When the payload is delivered correctly, GitHub Enterprise returns this.

Working payload

But sometimes the web server isn't running on prd01 or dev01, so we get this, instead.

Failed payload: "We couldn't deliver this payload: Service Timeout"

When this happens, our workflow of updating the repository and expecting that the server will have the same changes doesn't work.

How can I be notified for failed payloads? I'd rather not set up something to poll the web servers or poll for bad statuses, if that's possible. Barring that, any solution that checks the status (RESTfully?) of the payload is better than checking to see if the web server is still running, since the payload may still fail for other reasons.

Edit: I've checked internally and it looks like we could probably set up one of our current monitoring services to check for responses on the web server's port on each server. In the image above, it's 8090, but it frequently differs.

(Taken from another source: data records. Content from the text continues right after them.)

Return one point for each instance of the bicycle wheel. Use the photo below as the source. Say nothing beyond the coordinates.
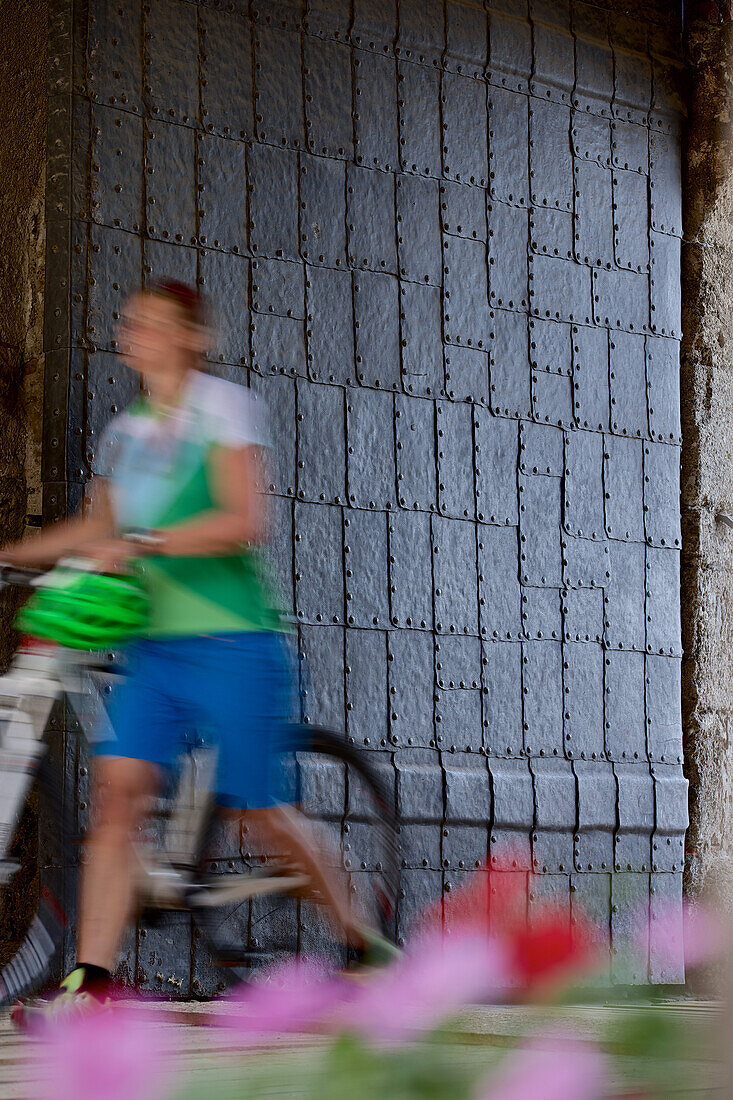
(32, 948)
(350, 806)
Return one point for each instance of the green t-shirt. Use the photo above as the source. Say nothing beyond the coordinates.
(159, 470)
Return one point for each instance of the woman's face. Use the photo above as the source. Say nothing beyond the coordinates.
(154, 336)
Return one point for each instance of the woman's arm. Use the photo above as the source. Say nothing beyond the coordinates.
(69, 536)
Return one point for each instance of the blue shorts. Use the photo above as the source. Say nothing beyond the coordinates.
(231, 690)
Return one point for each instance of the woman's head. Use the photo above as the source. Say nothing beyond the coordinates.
(164, 329)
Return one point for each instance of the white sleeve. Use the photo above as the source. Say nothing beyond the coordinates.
(236, 416)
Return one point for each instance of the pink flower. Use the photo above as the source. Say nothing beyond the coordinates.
(290, 998)
(554, 1068)
(438, 976)
(111, 1054)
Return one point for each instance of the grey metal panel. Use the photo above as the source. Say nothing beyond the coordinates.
(420, 144)
(539, 531)
(550, 232)
(509, 367)
(115, 267)
(593, 215)
(279, 86)
(555, 815)
(550, 156)
(279, 287)
(542, 690)
(624, 603)
(630, 145)
(553, 54)
(370, 432)
(542, 449)
(467, 40)
(420, 31)
(365, 568)
(411, 675)
(583, 484)
(514, 812)
(371, 219)
(551, 398)
(226, 279)
(630, 897)
(463, 210)
(597, 815)
(495, 450)
(320, 442)
(416, 453)
(117, 154)
(376, 311)
(466, 292)
(666, 931)
(367, 696)
(590, 377)
(113, 54)
(227, 91)
(171, 53)
(422, 344)
(458, 662)
(330, 326)
(375, 112)
(463, 112)
(582, 613)
(329, 120)
(279, 344)
(631, 220)
(671, 818)
(455, 575)
(502, 717)
(458, 721)
(666, 183)
(664, 718)
(559, 288)
(419, 785)
(467, 374)
(374, 23)
(273, 185)
(582, 688)
(591, 138)
(621, 299)
(510, 51)
(633, 839)
(663, 389)
(509, 244)
(550, 345)
(624, 705)
(509, 146)
(665, 285)
(221, 204)
(456, 488)
(542, 613)
(418, 230)
(662, 494)
(499, 584)
(170, 152)
(584, 563)
(318, 563)
(663, 611)
(628, 413)
(624, 488)
(323, 211)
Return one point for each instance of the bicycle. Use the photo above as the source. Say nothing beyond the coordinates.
(174, 871)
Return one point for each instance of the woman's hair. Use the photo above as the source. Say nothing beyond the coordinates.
(188, 299)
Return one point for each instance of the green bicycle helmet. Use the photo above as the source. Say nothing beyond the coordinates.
(84, 609)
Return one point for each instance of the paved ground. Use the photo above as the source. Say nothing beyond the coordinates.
(480, 1040)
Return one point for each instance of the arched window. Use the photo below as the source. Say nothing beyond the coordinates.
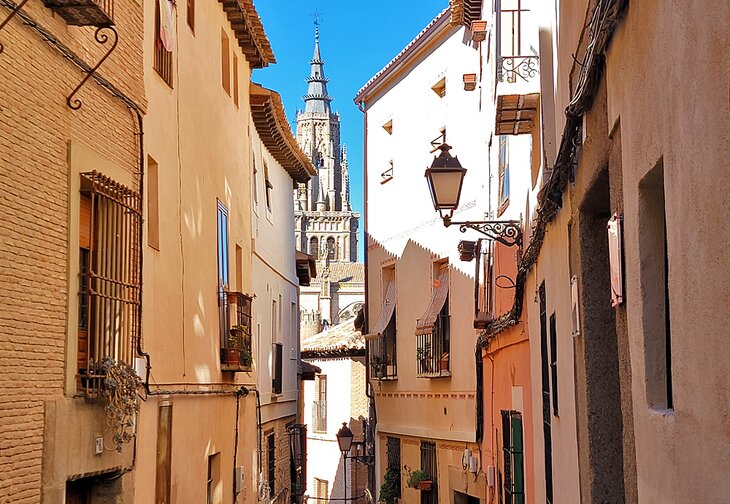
(331, 251)
(314, 247)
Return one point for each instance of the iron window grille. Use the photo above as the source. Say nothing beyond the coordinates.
(110, 279)
(513, 457)
(382, 353)
(394, 463)
(298, 460)
(428, 466)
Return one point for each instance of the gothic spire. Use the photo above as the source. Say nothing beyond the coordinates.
(317, 99)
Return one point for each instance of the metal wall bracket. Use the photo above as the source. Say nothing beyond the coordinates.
(101, 38)
(11, 16)
(508, 233)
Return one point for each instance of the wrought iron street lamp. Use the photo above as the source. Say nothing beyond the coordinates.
(445, 179)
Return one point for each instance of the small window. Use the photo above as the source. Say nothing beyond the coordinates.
(269, 187)
(440, 88)
(162, 57)
(503, 174)
(191, 15)
(271, 463)
(235, 80)
(387, 175)
(513, 458)
(319, 408)
(214, 486)
(314, 247)
(225, 63)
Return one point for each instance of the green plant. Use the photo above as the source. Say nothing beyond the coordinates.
(389, 488)
(120, 390)
(416, 477)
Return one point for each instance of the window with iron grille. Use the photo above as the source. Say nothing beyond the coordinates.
(271, 463)
(394, 461)
(319, 407)
(109, 277)
(428, 465)
(298, 459)
(503, 173)
(162, 57)
(513, 458)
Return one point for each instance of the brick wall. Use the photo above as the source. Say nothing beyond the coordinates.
(35, 128)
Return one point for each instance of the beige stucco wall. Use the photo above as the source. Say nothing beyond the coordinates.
(46, 435)
(201, 142)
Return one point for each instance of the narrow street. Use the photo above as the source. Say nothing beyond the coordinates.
(364, 252)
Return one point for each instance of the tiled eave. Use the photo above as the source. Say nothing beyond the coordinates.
(463, 12)
(246, 24)
(270, 121)
(517, 114)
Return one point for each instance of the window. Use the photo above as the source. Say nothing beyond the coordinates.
(162, 56)
(321, 490)
(223, 273)
(546, 419)
(503, 200)
(394, 464)
(191, 14)
(433, 332)
(440, 88)
(314, 247)
(269, 187)
(225, 63)
(319, 408)
(554, 362)
(255, 184)
(109, 277)
(271, 463)
(513, 458)
(331, 249)
(387, 175)
(214, 486)
(655, 268)
(428, 465)
(382, 338)
(235, 80)
(164, 454)
(276, 381)
(153, 202)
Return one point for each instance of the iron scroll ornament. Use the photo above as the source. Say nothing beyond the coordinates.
(7, 20)
(101, 38)
(508, 232)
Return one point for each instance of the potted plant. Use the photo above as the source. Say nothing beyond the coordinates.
(388, 490)
(419, 480)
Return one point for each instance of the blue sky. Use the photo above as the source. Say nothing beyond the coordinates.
(357, 38)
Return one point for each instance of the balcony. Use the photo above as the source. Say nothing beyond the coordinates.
(319, 417)
(84, 12)
(235, 323)
(518, 68)
(433, 359)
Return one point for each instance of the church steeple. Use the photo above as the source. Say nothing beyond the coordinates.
(317, 99)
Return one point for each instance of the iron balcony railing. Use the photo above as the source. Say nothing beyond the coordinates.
(235, 331)
(319, 416)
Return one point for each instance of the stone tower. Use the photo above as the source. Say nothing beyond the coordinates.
(325, 225)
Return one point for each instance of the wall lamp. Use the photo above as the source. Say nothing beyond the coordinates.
(445, 178)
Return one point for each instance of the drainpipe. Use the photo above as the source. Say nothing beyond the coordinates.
(372, 424)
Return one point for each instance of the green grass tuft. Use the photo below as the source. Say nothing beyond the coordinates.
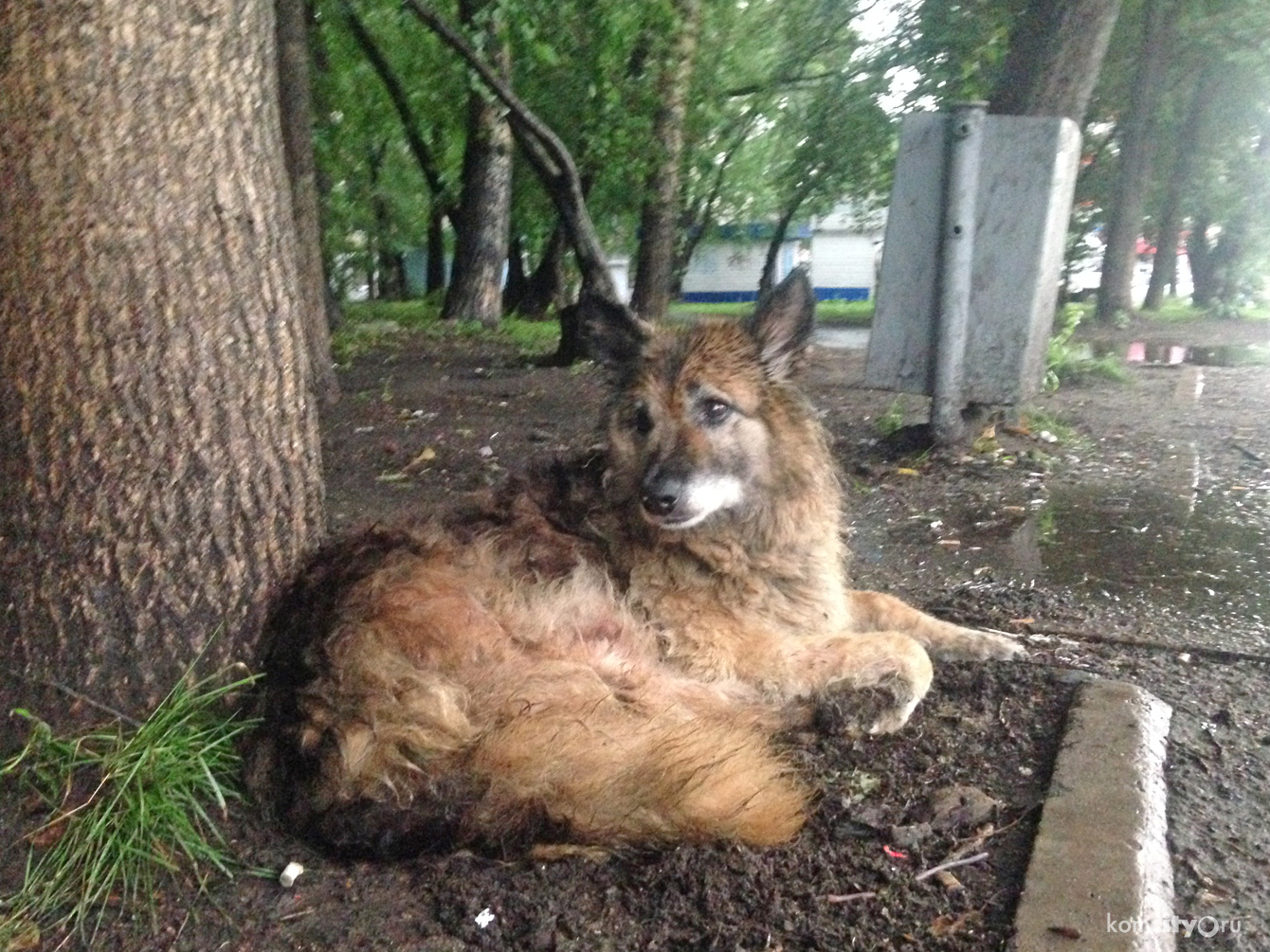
(855, 314)
(1067, 362)
(129, 806)
(377, 324)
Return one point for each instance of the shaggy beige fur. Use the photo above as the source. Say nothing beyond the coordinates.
(602, 654)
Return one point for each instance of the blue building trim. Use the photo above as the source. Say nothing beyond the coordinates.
(719, 297)
(843, 294)
(739, 297)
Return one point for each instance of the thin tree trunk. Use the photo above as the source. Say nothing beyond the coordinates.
(436, 279)
(484, 211)
(654, 260)
(160, 470)
(1164, 271)
(1056, 55)
(768, 279)
(517, 280)
(545, 287)
(1200, 257)
(1133, 171)
(298, 112)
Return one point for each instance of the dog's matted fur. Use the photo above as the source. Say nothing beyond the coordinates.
(604, 652)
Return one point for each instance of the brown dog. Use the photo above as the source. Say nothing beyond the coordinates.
(604, 653)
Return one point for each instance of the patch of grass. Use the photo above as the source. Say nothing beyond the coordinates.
(1038, 419)
(371, 325)
(129, 805)
(1067, 362)
(856, 314)
(892, 419)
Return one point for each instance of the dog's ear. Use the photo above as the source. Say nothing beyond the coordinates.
(783, 324)
(613, 334)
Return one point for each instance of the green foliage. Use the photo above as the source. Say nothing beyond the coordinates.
(893, 419)
(371, 325)
(129, 806)
(1067, 362)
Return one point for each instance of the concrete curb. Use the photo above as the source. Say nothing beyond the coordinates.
(1100, 878)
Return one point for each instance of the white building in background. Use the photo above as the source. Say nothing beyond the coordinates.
(843, 249)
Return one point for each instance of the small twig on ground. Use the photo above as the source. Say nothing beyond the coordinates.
(1213, 654)
(950, 865)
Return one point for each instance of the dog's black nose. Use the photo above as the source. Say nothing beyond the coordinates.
(661, 493)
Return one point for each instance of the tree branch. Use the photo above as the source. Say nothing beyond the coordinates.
(396, 93)
(546, 153)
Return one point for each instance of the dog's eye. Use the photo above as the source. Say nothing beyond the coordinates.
(716, 411)
(642, 421)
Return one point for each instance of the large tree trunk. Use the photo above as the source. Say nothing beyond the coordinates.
(1056, 55)
(1164, 269)
(654, 260)
(484, 212)
(159, 458)
(1133, 168)
(298, 112)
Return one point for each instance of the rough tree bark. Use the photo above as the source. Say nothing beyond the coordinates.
(298, 111)
(1133, 167)
(1164, 269)
(159, 458)
(423, 153)
(654, 260)
(1056, 55)
(481, 224)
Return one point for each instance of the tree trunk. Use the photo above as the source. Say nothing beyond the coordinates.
(298, 112)
(160, 469)
(1164, 271)
(517, 280)
(768, 279)
(1056, 55)
(482, 220)
(654, 260)
(436, 279)
(1133, 169)
(1200, 257)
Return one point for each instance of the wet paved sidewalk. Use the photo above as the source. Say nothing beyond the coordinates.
(1161, 533)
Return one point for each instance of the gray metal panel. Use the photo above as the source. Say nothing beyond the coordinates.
(1026, 182)
(903, 331)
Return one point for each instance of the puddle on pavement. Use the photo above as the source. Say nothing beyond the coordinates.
(1154, 353)
(1206, 552)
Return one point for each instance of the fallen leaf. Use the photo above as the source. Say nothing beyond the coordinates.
(1067, 932)
(952, 925)
(426, 456)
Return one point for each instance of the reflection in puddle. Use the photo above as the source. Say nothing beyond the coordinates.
(1168, 353)
(1206, 552)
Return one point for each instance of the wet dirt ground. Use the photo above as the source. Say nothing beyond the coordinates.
(1132, 548)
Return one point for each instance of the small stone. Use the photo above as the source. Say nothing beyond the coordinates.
(911, 835)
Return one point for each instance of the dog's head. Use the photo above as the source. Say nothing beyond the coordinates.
(690, 426)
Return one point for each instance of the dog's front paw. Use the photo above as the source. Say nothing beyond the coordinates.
(958, 644)
(862, 711)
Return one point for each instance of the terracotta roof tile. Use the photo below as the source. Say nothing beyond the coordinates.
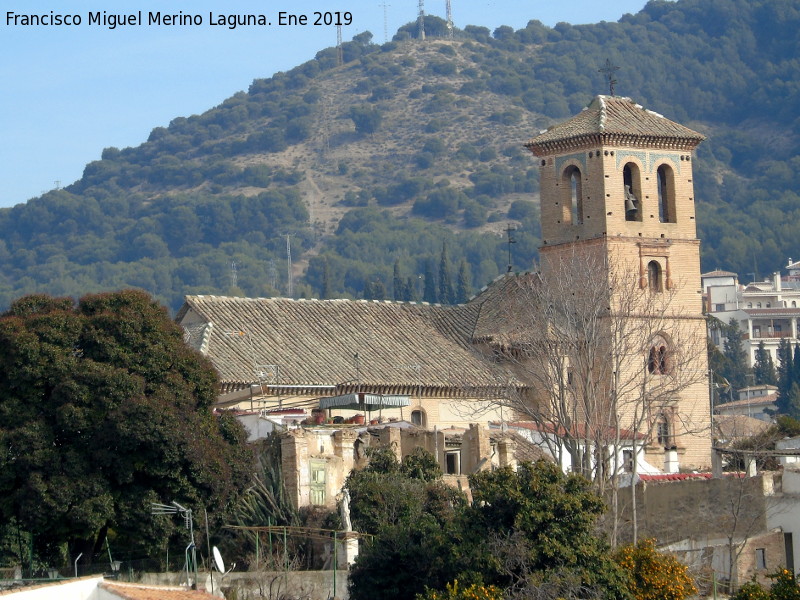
(315, 342)
(613, 120)
(130, 591)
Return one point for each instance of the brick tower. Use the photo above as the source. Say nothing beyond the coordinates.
(616, 188)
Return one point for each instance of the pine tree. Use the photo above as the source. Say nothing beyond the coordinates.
(446, 293)
(429, 293)
(463, 288)
(398, 288)
(764, 369)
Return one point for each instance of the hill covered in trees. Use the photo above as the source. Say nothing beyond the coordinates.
(366, 169)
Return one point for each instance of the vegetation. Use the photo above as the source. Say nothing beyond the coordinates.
(105, 410)
(529, 531)
(654, 575)
(431, 130)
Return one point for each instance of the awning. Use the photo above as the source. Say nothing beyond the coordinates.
(362, 401)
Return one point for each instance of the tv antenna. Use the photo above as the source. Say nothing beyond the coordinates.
(510, 240)
(608, 70)
(385, 5)
(421, 21)
(188, 521)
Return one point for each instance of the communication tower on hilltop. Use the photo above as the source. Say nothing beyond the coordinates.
(339, 56)
(421, 21)
(385, 5)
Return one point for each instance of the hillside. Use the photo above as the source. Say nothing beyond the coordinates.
(368, 167)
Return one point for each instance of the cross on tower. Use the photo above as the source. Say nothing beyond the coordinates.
(608, 70)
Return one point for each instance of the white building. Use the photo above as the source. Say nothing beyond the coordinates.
(766, 311)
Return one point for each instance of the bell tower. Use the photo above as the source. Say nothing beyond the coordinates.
(616, 184)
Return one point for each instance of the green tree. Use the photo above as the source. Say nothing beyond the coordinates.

This isn't my ideal solution, since it only really covers the case when the web server is not responding. There are a variety of other reasons why the payload delivery might fail.


Solution

  • There are two options:

    Real-time Monitoring

    Configure log forwarding and monitor for failed events in hookshot_resque with error codes 422 or 504.

    Cron-based Monitoring

    Some user that has administrative shell access to your instance can check for failed events using the command line utility ghe-webhook-logs. For example:

    show all failed hook deliveries in the past day

    ghe-webhook-logs -f -a YYYYMMDD

    The next step is to parse and automate the command. While this introduces a delay in detecting a failed webhook, it is the most robust and reliable method available.